The Confederation of Indian Industry has predicted a 5.2 per cent growth in the gross domestic product in the current financial year in a low-reform scenario.

A growth rate of 6 per cent is also possible if the economy benefits from some limited reforms and a slightly stronger sectoral recovery, the chamber has said.

The two sets of preliminary forecasts for the country's GDP growth this year were made in a quarterly review of the economy released by the CII.

In a low-reform scenario, the agriculture sector is expected to grow at 3 per cent, industry at 4 per cent and services at 7 per cent, the chamber has said.

CII believes that India is unlikely to see growth rate exceeding 6 per cent in 2002-03 without focusing on structural factors, especially the poor state of physical infrastructure.

The CII quarterly review has also reported aggregate financial results of various industries for the first three quarters of 2001-02.

Profitability has been eroded in manufacturing and services sectors.
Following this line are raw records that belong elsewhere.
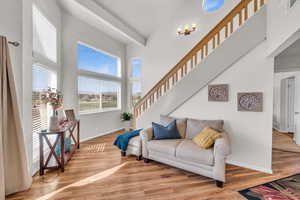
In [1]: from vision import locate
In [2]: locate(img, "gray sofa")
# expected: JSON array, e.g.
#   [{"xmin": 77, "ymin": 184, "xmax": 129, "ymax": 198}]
[{"xmin": 140, "ymin": 116, "xmax": 230, "ymax": 187}]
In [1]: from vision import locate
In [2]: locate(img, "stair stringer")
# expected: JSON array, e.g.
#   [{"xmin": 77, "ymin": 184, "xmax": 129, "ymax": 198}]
[{"xmin": 136, "ymin": 6, "xmax": 267, "ymax": 128}]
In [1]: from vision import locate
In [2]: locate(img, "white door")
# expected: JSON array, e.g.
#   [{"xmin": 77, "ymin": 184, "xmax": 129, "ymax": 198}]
[
  {"xmin": 294, "ymin": 76, "xmax": 300, "ymax": 145},
  {"xmin": 287, "ymin": 77, "xmax": 295, "ymax": 133}
]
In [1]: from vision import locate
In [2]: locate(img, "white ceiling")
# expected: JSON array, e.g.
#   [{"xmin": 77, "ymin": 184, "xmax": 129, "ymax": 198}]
[
  {"xmin": 278, "ymin": 39, "xmax": 300, "ymax": 57},
  {"xmin": 94, "ymin": 0, "xmax": 184, "ymax": 37}
]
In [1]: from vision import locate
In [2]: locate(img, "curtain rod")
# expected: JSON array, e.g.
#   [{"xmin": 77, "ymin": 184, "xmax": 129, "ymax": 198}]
[{"xmin": 8, "ymin": 41, "xmax": 20, "ymax": 47}]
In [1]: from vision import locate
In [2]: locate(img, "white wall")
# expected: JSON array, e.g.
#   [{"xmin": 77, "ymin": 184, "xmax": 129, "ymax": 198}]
[
  {"xmin": 267, "ymin": 0, "xmax": 300, "ymax": 54},
  {"xmin": 172, "ymin": 42, "xmax": 274, "ymax": 172},
  {"xmin": 62, "ymin": 14, "xmax": 126, "ymax": 140},
  {"xmin": 127, "ymin": 0, "xmax": 240, "ymax": 94},
  {"xmin": 0, "ymin": 0, "xmax": 22, "ymax": 108}
]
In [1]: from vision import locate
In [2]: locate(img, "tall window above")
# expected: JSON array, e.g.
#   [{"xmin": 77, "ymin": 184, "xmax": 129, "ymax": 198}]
[
  {"xmin": 130, "ymin": 58, "xmax": 142, "ymax": 105},
  {"xmin": 32, "ymin": 5, "xmax": 57, "ymax": 63},
  {"xmin": 77, "ymin": 43, "xmax": 122, "ymax": 114},
  {"xmin": 77, "ymin": 43, "xmax": 121, "ymax": 77}
]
A sample of 1,443 companies in the manufacturing sector shows that profit after tax has declined by a record 14.4 per cent.

The profit after tax of 355 companies in the services sector has declined by 5.3 per cent, according to the survey.
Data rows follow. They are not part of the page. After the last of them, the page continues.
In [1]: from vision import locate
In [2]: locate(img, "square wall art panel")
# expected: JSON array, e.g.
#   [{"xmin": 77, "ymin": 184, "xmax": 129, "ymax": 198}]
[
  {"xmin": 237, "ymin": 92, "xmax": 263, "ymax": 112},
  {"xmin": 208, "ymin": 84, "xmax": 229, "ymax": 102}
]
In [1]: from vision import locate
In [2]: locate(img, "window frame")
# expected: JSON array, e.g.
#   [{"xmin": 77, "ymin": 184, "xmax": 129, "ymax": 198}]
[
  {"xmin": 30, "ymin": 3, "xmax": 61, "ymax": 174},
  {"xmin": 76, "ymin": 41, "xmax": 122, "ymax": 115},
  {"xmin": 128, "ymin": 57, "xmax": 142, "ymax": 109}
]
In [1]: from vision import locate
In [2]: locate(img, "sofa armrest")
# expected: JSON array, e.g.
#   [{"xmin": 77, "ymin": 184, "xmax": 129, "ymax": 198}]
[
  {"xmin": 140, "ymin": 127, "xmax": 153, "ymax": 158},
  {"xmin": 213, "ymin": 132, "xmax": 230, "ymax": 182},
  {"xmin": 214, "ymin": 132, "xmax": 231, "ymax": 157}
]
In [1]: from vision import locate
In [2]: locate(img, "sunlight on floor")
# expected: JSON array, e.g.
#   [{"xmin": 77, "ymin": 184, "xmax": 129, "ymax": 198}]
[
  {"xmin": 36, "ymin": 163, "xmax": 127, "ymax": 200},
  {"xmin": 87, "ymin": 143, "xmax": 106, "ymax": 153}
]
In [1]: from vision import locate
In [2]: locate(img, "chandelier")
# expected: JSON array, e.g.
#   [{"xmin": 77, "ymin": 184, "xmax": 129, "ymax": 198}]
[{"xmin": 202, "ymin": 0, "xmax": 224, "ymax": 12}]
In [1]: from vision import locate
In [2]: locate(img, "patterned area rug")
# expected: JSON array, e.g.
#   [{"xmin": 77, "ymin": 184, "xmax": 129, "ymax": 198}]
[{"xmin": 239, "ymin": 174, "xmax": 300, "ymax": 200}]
CII has also expressed concern about the size of the combined fiscal deficit of the central and state governments, "which is as bad as it was in 1990-91, when the country last faced a major macro-economic crisis".
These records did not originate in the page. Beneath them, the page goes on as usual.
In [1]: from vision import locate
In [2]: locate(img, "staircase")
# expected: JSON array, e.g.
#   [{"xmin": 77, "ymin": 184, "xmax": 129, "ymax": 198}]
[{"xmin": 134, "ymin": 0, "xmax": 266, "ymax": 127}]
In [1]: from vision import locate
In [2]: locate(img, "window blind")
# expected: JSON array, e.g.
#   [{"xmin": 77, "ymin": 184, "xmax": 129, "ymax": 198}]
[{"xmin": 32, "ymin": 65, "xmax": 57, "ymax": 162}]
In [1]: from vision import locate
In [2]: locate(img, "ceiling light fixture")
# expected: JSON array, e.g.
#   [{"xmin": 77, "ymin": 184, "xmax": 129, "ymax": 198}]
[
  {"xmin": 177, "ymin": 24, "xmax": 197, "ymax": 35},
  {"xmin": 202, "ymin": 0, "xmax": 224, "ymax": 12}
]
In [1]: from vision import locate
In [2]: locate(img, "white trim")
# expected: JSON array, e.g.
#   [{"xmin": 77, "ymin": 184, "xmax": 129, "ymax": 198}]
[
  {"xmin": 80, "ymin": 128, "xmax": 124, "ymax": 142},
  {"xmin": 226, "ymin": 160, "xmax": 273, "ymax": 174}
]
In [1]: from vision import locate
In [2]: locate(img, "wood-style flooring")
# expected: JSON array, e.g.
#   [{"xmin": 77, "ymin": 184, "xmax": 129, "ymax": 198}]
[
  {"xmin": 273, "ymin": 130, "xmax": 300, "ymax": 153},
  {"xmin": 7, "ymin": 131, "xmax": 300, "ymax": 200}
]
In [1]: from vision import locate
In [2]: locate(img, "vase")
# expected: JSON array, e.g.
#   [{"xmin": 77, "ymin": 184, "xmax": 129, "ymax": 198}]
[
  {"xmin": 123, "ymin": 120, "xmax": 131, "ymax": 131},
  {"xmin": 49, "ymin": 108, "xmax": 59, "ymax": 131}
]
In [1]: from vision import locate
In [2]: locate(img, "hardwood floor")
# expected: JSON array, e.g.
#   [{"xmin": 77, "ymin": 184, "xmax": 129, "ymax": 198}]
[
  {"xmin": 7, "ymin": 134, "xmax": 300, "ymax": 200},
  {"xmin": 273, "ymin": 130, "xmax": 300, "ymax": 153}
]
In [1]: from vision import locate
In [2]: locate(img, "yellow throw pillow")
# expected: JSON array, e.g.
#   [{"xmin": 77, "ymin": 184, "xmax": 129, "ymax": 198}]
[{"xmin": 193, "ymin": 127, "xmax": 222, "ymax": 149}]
While expressing confidence in the country's balance of payments situation, (the Reserve Bank of India's reserves at the end of March 2002 amounted to an all-time high of $54.2 billion), CII has said the large foreign exchange reserve has much to do with low growth and low import demand.

According to the industry chamber, the country's high level of foreign reserves can be viewed as an expensive embarrassment of riches.

Using data from the RBI and international sources, CII has tracked exchange rate movement over the past two years.

Although the rupee has depreciated against the dollar, it has appreciated against other major currencies such as the pound, the euro and the yen, it has concluded.

"Also, the rupee is overvalued by at least 6 per cent when measured in terms of the real effective exchange rate," says the chamber.

The quarterly review has also delved into the repercussions of allowing full capital account convertibility.

Contrary to popular views, CII has argued that given the inflexible and high real interest rates in the country, the rupee might appreciate in the short run due to a spurt in the inflow of 'hot money'. But, it could erode the competitiveness of India's manufacturing sector.

The chamber has suggested that the country must first get its fiscal deficit in order and financial sector in shape before allowing the full capital account convertibility.